セラミックスコーティングを対象としたマテリアルズインテグレーションでは、長さの単位ではナノメーター(nm)の分子レベルからセンチメートル(cm)オーダーの実部材サイズまで、時間単位ではピコ秒(ps)から数年使う構造体までのレンジの中で生じた現象や性質を統一的に理解できるようなシステムを目指します。そのために各種シミュレーションによる結果、プロセス条件や各種評価試験の結果をデータベースとし、データベースを利用して理論式や解析式を用いてパフォーマンスと、プロセス、組織、特性の関係を結び付けます。シミュレーションだけに頼るのではなく、解析式、経験式、ノウハウ等のありとあらゆる科学や技術の知識を駆使して、耐熱コーティングの研究開発時の問題解決を支援するためのツールを提供します。
研究開始から3年間は熱遮蔽コーティング(Thermal Barrier Coating)を対象として基本システムを設計し、その後はJFCC(ファインセラミックスセンター)拠点で開発が進められる耐環境コーティングへの適用に着手します。国際連携による開発により、国際的に通用するマテリアルズインテグレーションとして世の中に送り出すことを計画しています。
セラミックスコーティングのマテリアルズインテグレーションのチーム編成は、航空機用エンジン部材の耐環境コーティングのパフォーマンスという課題をもとに、独自のテーマで進んできた課題・研究者をSIP革新的構造材料の中で編成したという特徴を持ちます。この方法以外では編成できなかったチーム編成になっています。このために、研究課題設定、研究項目の連携などの過程を経て現在の編成に至りました。「異分野の研究者の方々の持つポテンシャルを一つの目標に向かってテーマ設定と課題を解決する」ためのチームを編成しました。また、具体的な課題設定には企業のニーズを十分に取り入れ、しかも、企業が独自のデータベースを組み込んだり、あたらしい技術分野を導入した際に、今回開発するシステムとの融合が簡単にでき、マテリアルズインテグレーションの成果を多くの企業が利用しやすい形としました。
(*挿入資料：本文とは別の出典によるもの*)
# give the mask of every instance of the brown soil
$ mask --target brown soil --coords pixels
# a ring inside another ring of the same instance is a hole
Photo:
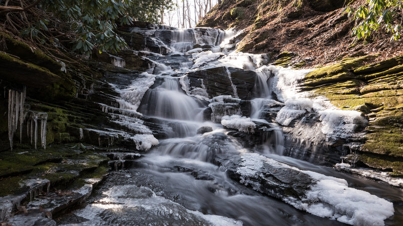
[[[313,10],[308,0],[299,7],[293,6],[293,1],[280,1],[280,6],[271,3],[278,1],[249,0],[250,5],[240,8],[244,11],[243,17],[234,19],[228,16],[234,8],[247,5],[246,1],[224,1],[198,25],[244,29],[239,51],[274,55],[293,52],[296,54],[293,60],[306,63],[305,67],[331,64],[349,57],[378,54],[374,60],[380,61],[403,54],[403,41],[389,41],[391,35],[383,31],[373,33],[371,39],[355,40],[351,34],[355,22],[343,13],[344,7],[321,12]],[[364,2],[357,0],[352,6]],[[262,9],[259,6],[263,6]]]

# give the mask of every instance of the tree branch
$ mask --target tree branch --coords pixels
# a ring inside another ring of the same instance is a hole
[[[13,12],[26,11],[38,5],[40,1],[41,0],[36,0],[36,1],[35,1],[35,2],[34,3],[24,8],[16,6],[0,6],[0,10],[3,10],[3,11],[0,12],[0,15],[3,15],[8,13],[12,13]]]

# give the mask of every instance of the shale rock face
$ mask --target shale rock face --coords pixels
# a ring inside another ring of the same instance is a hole
[[[369,118],[365,128],[369,133],[365,138],[351,139],[365,144],[359,148],[345,147],[345,154],[358,152],[361,162],[368,166],[402,173],[403,89],[398,81],[403,71],[403,57],[365,63],[373,57],[347,58],[313,71],[304,78],[301,86],[311,91],[312,96],[323,95],[334,105],[359,110]]]
[[[256,80],[256,73],[239,68],[225,67],[200,70],[187,74],[190,86],[205,87],[209,98],[222,95],[234,95],[249,99]],[[235,89],[234,89],[235,88]]]

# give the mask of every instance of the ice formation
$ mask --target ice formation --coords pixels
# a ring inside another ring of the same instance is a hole
[[[120,211],[124,209],[128,210],[128,212],[130,212],[130,210],[138,211],[140,209],[147,215],[147,218],[140,219],[136,217],[133,219],[132,216],[127,214],[120,216],[123,222],[132,222],[134,224],[139,222],[143,224],[146,222],[147,225],[171,225],[172,222],[175,225],[176,224],[175,222],[195,222],[212,225],[242,225],[242,221],[225,216],[204,214],[199,211],[189,210],[176,202],[157,195],[147,187],[115,185],[103,193],[102,198],[95,203],[83,209],[74,211],[75,215],[89,220],[83,221],[81,225],[103,225],[105,222],[104,216],[105,211],[107,212],[108,210]],[[74,224],[64,225],[73,225]]]
[[[210,101],[209,99],[209,94],[207,93],[207,89],[204,84],[203,84],[203,79],[199,78],[202,83],[202,88],[193,87],[190,89],[190,82],[189,78],[185,75],[179,77],[179,82],[182,86],[182,89],[186,92],[188,96],[194,96],[200,100]]]
[[[35,144],[35,149],[37,149],[38,142],[38,121],[40,123],[40,133],[41,146],[44,149],[46,149],[46,124],[47,124],[47,114],[42,112],[36,112],[31,111],[29,112],[30,118],[28,120],[28,124],[27,125],[27,130],[30,131],[29,137],[31,138],[31,144],[33,141]],[[30,126],[30,130],[29,127]]]
[[[120,57],[110,55],[112,64],[119,67],[124,67],[126,66],[126,62],[124,59]]]
[[[265,164],[307,174],[312,180],[305,197],[297,199],[287,195],[282,199],[295,207],[322,217],[356,225],[380,225],[394,212],[393,203],[366,191],[348,187],[343,179],[302,170],[256,153],[245,153],[237,172],[241,182],[259,190],[260,184],[251,180],[261,173]]]
[[[275,74],[272,83],[273,91],[279,100],[286,104],[276,119],[281,125],[288,126],[306,112],[317,114],[323,125],[321,128],[322,133],[326,139],[334,141],[347,138],[367,123],[358,111],[337,109],[323,97],[304,98],[308,93],[298,92],[298,82],[309,70],[295,70],[273,66],[267,67],[266,70]]]
[[[136,143],[136,148],[143,151],[148,151],[152,146],[159,144],[152,134],[137,134],[131,138]]]
[[[254,133],[256,128],[256,125],[250,120],[250,118],[237,115],[224,116],[221,119],[221,124],[227,128],[235,129],[248,134]]]
[[[328,138],[347,138],[367,122],[360,112],[355,110],[326,109],[319,111],[322,132]]]
[[[241,115],[239,102],[241,99],[234,98],[231,95],[221,95],[213,97],[209,104],[213,111],[211,120],[214,123],[220,123],[224,116]]]
[[[276,121],[283,126],[288,126],[294,119],[312,110],[312,102],[308,99],[289,99],[285,103],[276,118]]]
[[[193,53],[192,54],[192,58],[194,60],[194,64],[192,66],[191,68],[199,67],[206,63],[215,60],[221,56],[222,54],[221,53],[213,53],[211,50]]]
[[[236,86],[234,85],[234,83],[232,82],[232,79],[231,78],[231,72],[230,70],[228,69],[228,68],[227,68],[227,74],[228,76],[228,79],[230,80],[230,83],[231,83],[231,87],[232,87],[232,92],[233,92],[234,97],[235,98],[239,98],[238,96],[238,92],[236,90]]]
[[[154,83],[155,75],[144,72],[140,75],[133,80],[130,86],[117,90],[124,100],[119,102],[121,108],[137,110],[144,93]]]
[[[9,90],[9,140],[11,150],[13,150],[13,140],[14,133],[20,126],[20,142],[22,140],[22,126],[24,122],[24,102],[25,101],[25,88],[24,91]]]
[[[79,133],[80,133],[80,140],[82,141],[84,138],[84,134],[82,128],[80,128],[79,129]]]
焼結の進行(気孔率の減少)が、時間と温度に依存して進行するが、これの定量化が可能で、特性の変化(劣化)が予測できる。
セラミックスコーティングは航空機エンジン等に応用されますので、研究の段階から、国際的な連携によって開発を進めることが必要です。
セラミックスコーティングの損傷、剥離などの寿命を予測するために必要なシミュレーション技術の開発が期待されます。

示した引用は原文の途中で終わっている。